Typically, the SAT or TOEFL, TOEFL Junior class, those kind of class are much expensive than the GRE and GMAT classes. Okay.
Speaker 11
Perfect. Thank you.
Speaker 2
Okay. Thanks.
Speaker 0
The next question comes from the line of Terry Chen from HSBC. Please ask your question.
Speaker 3
Hi, thank you for taking my call again. I have a question on your investment philosophy. We have billion cash. I think the cash will continue to pile up given our strong free cash flow. So I'm just wondering how much will you deploy for acquisition investment and any possibility for us to do overseas expansion in the future?
Speaker 2
Yeah. I think the first is the cash we'll be looking at the M and A and investments. This is our first priority. And as you saw, we spent $90,000,000 in the last two years on investments of O2O and pure online. And in terms of the M and A, I think we will look at the companies like there's some vertical pure online companies, which have the good content or good channels or where they're good at some specific subject, I think we will buy some minority shares from them.

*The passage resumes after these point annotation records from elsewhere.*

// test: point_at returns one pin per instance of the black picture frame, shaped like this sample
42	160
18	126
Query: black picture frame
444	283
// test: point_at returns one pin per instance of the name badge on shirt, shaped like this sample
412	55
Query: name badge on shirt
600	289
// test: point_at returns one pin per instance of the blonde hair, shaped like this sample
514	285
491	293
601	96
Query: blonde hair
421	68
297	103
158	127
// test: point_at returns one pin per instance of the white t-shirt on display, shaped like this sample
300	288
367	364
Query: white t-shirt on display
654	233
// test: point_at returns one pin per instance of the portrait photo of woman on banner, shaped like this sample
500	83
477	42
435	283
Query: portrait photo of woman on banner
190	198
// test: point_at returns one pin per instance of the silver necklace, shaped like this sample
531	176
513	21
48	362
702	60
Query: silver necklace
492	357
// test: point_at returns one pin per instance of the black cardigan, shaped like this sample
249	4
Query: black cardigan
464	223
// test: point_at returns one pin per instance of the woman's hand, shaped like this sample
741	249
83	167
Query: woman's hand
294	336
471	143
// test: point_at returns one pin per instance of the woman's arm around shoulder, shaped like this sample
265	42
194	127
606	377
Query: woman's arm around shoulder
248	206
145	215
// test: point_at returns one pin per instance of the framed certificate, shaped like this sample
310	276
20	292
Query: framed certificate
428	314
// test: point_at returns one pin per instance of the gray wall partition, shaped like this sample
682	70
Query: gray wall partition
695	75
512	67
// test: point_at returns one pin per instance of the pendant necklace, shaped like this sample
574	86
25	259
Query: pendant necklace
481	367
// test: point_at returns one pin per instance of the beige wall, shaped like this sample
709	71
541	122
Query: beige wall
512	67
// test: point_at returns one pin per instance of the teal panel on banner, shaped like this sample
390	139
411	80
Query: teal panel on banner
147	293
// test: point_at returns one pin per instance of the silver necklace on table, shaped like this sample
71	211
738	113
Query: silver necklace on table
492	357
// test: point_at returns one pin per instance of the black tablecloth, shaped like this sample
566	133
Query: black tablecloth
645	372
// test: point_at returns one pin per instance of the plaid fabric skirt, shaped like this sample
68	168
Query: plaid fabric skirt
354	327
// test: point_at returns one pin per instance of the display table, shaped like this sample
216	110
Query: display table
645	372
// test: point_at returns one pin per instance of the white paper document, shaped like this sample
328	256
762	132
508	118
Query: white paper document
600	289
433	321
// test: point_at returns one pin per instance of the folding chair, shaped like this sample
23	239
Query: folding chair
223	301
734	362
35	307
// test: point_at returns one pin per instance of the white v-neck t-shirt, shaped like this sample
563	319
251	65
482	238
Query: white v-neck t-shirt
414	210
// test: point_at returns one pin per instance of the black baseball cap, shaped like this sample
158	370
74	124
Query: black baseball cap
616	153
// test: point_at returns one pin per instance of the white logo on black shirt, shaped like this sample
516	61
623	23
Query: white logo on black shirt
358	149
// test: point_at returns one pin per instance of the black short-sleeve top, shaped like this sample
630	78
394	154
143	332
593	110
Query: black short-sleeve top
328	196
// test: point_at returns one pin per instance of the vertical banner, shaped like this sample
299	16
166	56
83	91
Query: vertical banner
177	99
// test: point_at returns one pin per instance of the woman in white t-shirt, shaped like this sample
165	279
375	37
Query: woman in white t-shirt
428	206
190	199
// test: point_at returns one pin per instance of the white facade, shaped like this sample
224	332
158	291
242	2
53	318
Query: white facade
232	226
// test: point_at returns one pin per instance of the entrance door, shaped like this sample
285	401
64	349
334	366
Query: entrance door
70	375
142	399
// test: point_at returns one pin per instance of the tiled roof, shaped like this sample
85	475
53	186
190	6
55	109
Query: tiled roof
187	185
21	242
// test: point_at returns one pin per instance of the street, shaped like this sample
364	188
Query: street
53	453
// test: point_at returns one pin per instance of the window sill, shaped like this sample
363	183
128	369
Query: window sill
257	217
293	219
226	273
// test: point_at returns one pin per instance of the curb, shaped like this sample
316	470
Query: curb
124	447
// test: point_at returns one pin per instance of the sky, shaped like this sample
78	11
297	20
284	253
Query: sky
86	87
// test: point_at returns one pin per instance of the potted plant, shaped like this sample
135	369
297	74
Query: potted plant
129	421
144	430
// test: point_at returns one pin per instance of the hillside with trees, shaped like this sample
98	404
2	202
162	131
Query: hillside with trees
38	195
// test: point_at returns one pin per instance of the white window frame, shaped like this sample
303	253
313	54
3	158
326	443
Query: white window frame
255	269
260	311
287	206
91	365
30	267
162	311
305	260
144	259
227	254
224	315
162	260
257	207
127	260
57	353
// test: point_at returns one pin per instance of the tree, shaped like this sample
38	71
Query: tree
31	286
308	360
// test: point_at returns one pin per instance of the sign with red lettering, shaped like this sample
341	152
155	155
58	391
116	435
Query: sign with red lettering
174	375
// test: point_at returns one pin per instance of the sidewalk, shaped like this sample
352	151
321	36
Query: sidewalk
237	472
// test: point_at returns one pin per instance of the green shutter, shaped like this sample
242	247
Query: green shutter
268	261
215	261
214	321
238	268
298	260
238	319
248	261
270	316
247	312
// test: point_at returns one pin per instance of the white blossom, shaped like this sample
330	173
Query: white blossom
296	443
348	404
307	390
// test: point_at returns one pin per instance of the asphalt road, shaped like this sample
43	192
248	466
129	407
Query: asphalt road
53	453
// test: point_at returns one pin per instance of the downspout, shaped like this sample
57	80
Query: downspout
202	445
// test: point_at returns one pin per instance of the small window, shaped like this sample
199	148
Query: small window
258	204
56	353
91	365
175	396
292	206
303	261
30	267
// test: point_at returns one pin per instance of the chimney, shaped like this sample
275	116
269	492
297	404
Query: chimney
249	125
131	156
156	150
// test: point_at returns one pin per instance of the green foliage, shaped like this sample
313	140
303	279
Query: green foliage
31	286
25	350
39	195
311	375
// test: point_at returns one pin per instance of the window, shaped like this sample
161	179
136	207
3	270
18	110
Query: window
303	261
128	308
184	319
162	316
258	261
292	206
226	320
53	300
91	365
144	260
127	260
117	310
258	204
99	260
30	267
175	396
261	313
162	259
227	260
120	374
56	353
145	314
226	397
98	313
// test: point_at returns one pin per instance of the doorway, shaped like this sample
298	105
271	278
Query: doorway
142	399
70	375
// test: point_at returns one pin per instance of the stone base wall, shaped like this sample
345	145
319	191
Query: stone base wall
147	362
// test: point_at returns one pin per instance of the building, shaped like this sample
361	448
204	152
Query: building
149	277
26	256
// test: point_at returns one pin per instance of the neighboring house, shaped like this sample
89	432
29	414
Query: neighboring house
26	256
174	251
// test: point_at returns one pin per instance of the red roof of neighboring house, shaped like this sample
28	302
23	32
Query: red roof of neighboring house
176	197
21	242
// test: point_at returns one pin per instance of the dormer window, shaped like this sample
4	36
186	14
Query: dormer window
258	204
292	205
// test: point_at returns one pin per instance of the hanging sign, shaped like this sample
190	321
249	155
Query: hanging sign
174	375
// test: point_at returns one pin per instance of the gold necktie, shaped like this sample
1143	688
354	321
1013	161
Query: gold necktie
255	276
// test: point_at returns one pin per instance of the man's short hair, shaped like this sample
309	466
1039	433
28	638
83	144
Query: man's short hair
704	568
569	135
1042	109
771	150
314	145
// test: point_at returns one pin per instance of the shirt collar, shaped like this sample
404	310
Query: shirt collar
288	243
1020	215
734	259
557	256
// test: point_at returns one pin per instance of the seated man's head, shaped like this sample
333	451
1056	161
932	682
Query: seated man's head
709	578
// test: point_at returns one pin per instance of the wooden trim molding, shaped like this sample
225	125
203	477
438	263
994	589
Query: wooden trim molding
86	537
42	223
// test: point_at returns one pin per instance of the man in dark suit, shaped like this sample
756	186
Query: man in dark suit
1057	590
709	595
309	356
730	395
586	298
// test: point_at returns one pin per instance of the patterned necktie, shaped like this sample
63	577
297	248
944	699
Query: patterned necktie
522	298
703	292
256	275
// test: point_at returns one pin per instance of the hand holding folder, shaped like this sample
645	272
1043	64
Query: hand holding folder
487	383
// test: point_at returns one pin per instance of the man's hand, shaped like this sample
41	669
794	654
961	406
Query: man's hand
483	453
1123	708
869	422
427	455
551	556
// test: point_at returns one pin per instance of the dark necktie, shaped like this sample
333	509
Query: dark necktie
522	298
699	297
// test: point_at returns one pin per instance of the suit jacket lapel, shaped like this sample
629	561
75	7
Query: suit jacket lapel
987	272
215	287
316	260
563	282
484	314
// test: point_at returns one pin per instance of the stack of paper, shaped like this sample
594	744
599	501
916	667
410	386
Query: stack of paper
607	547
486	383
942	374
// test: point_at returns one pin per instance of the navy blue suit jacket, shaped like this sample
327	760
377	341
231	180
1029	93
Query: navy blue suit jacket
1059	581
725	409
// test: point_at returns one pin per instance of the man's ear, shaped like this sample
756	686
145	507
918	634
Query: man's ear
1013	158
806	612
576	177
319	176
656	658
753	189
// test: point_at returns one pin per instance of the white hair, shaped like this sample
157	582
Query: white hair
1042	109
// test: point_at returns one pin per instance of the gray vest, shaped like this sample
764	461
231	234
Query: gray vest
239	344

And but the thinking we have is we will consider the potential like the cooperation between the target company and the New Oriental. This is our logic of investment. But what I want to say is we will do it very carefully. Okay.
Speaker 3
Okay. In terms of preference, do we prefer to make a strategy investment by acquiring minority stake in third party companies or do we prefer to do a full acquisition?
Speaker 2
I think it's quite open for our view. Most of the M and A going forward will be the minority shareholding buying. But if we find some companies have the potential synergy between the target company and New Oriental, maybe we'll buy the like the 100% shares of them.
Speaker 3
Okay, great. Thanks, Stephen again.
Speaker 2
Thanks.
Speaker 0
We are now approaching the end of the conference call. I will now turn the call over to New Oriental CFO, Steven Yang for his closing remarks.
Speaker 2
Again, thank you for joining us today. If you have any further questions, please do not hesitate to contact me or any of our Investor Relations representatives. Thank
Speaker 7
you.
Speaker 0
Ladies and gentlemen, that does conclude our conference for today. Thank you for participating. You may all disconnect.